As I work with these people, and as they watch how I engage with my customers and how I am able to build relationships with people who may have little or nothing at all in common with me if our Facebook likes or Twitter feeds were compared, I think they do come to eventually understand that in life and in business, it’s not enough to be a master of information. It also takes a certain amount of life experience and emotional intelligence to know how or even when to share that information in a way that makes another party want to hear it from you. Some people get it, and others don’t. That’s not a generational thing. But young people today never “have to” look too far outside themselves for information. It’s also ingrained in them thanks to my generation that everything they do, think and say is AWESOME! Helping them to understand that the subtle art of reading a room can be far more valuable than reading a company website the evening before a meeting can sometimes be pretty frustrating, but it’s so fulfilling. One of the greatest compliments I’ve received is, “I have so much to learn from you.” These young people know more than I do about almost everything, except what can only be learned from the good old School of Hard Knocks.
I think I owe it to myself and to the younger people in my life to work on correcting my instinct to try to preach about “how it used to be” and “what I would do if I were you.” Instead, if I really want to be of service, I will work on two things: being conscious of the example I’m setting, whether I think anyone is paying attention or not, and learning to engage with them in a way that draws them in, rather than boxes them out.
Look, there are still some hard and fasts for me, and I won’t be changing my opinions or moral compass to suit what people tell me is a different time. But if I really want to engage to be understood, then first I have to understand. And I can’t understand what I don’t think I need to learn.

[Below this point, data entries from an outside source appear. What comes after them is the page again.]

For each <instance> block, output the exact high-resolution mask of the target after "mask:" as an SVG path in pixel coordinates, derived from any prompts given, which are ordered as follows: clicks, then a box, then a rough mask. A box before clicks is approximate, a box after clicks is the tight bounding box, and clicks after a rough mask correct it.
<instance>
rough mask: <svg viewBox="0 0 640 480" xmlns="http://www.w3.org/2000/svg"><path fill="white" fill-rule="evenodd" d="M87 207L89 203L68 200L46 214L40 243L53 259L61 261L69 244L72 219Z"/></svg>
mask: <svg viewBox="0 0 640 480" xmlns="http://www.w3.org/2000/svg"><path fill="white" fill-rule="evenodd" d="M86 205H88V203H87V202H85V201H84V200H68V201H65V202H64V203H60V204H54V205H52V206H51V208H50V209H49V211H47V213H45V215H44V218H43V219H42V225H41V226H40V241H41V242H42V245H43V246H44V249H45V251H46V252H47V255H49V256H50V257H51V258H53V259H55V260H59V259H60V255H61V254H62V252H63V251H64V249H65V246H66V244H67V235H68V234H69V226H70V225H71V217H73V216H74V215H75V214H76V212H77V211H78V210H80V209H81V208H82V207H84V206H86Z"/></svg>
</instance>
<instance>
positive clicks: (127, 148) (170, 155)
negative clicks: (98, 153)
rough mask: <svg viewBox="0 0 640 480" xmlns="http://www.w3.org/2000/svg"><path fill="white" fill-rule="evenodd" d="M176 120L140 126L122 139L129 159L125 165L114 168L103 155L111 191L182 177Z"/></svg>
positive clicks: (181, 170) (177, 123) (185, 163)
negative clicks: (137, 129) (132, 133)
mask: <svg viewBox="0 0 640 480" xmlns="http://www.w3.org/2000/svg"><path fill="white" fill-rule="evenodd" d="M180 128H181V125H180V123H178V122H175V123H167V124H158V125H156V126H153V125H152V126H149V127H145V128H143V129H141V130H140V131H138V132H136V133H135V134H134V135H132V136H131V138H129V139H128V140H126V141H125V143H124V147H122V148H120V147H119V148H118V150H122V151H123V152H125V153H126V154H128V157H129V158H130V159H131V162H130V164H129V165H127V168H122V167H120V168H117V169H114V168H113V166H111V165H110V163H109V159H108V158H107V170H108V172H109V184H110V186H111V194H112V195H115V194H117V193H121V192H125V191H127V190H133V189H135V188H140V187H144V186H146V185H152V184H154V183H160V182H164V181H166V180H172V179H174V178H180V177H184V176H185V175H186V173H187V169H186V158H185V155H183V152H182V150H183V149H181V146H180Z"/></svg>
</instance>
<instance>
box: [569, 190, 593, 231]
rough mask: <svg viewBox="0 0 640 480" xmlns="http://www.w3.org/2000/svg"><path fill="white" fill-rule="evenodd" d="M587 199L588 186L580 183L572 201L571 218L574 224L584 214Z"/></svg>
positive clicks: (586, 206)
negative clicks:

These colleagues help keep me young!
Let’s face it, my days of being right on top of every fashion trend or cool new saying are in the rear view mirror for sure. It doesn’t mean I don’t appreciate it when I see it, though! I know exactly what kind of shoes are cool. I know that the big legged, cuffed, plaid pants that I thought were so awesome in junior high are cool again (though I’ll leave the actual wearing of them to the 20-somethings.) I know how to pay people using Venmo! I know how to buy my coffee with an app! I can even make a meme! I owe all of those little pleasures to the next generation. And, once they’ve had a chance to get to know me, they usually decide I’ve got something to show them, too.